The Institute runs academic lectures and conferences, supports international networks, provides research training, awards prizes to outstanding scholars, and offers advice to collaborative projects involving German and British researchers. Our long-term and short-term fellowships help early-career humanities scholars access source collections and create links in Britain, Germany and beyond. We publish our research in our own book series, podcasts, blog, and in-house Bulletin. We also produce editions of historical documents and data which are hosted on our website. The doors to our research library, with its over 95,000 titles on German history and British-German relations, are open to all scholars.
The core academic staff of the Institute consists of the Director – usually a German professor of history seconded from his or her university – and ten research fellows. Most of these stay with the Institute for a period of several years to work on their second book and then return to Germany to take up academic positions within the German university system. The Institute’s work is monitored by an advisory board (Beirat) of German and British historians. Evaluation reports on our work are available in German here.

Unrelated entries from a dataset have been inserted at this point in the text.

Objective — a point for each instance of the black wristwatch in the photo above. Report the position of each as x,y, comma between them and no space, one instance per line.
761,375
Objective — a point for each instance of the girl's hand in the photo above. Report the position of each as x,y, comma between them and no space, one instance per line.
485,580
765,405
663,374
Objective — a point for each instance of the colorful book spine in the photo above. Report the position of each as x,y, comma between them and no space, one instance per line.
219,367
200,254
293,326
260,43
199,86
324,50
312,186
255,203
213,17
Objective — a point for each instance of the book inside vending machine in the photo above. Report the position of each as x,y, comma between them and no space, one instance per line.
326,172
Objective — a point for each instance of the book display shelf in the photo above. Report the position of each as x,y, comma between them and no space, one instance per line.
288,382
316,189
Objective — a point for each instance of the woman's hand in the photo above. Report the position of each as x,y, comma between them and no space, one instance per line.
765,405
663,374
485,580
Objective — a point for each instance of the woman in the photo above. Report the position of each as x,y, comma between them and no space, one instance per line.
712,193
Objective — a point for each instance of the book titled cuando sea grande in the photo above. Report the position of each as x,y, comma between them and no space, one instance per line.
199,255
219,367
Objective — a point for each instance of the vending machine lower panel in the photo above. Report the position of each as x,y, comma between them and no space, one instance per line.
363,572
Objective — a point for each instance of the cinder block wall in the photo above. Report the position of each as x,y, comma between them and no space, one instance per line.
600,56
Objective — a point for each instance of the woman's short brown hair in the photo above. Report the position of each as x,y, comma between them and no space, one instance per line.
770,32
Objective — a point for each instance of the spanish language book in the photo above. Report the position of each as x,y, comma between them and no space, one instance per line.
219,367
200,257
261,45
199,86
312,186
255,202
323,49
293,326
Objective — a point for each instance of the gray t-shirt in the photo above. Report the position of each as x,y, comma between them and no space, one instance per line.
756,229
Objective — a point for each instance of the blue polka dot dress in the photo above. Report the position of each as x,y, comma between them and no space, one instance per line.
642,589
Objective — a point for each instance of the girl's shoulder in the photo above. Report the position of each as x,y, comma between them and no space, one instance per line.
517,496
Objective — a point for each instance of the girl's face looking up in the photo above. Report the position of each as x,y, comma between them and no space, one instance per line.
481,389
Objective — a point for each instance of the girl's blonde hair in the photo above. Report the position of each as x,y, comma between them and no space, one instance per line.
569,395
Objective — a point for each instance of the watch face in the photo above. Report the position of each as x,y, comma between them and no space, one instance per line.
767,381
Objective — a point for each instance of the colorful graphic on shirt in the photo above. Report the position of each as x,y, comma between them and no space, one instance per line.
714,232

The German Historical Institute London strives to promote diversity and establish a culture of equity and inclusion across its everyday practices, project planning and recruitment policies and processes. It recognizes that it has a responsibility to the environment beyond legal and regulatory requirements. We are committed to reducing our environmental impact and continually improving our environmental performance as an integral part of our activities.
Our History
The German Historical Institute London was established in 1975 and officially opened on 4 November 1976 as the third of its kind, after the Istituto Storico Germanico in Rome, founded in 1888 by the Prussian government to facilitate research into the newly opened Vatican archives, and the Institut historique allemand in Paris, set up in 1958. Further institutes were established in Washington, D.C. (1987), Warsaw (1993), and Moscow (2005). Together with the Orient Institutes in Beirut and Istanbul (1961 and 2009), the German Forum for Art History in Paris (1979), and the German Institute for Japanese Studies in Tokyo (1988), they form part of the Max Weber Foundation – German Humanities Institutes Abroad , which is funded by the German Federal Ministry of Education and Research. The newest addition to this group is the Max Weber Forum for South Asian Studies in New Delhi, which grew out of the GHI London’s longstanding engagement with the history of the British Empire and colonialism. The MWF Delhi is the Max Weber Foundation’s first entry into a region of the Global South.
The GHIL’s present premises at 17 Bloomsbury Square, designed by John Nash (1752–1835) and formerly leased by the Pharmaceutical Society of Great Britain, have been acquired and beautifully restored by the Volkswagen Foundation to accommodate the Institute and its expanding library.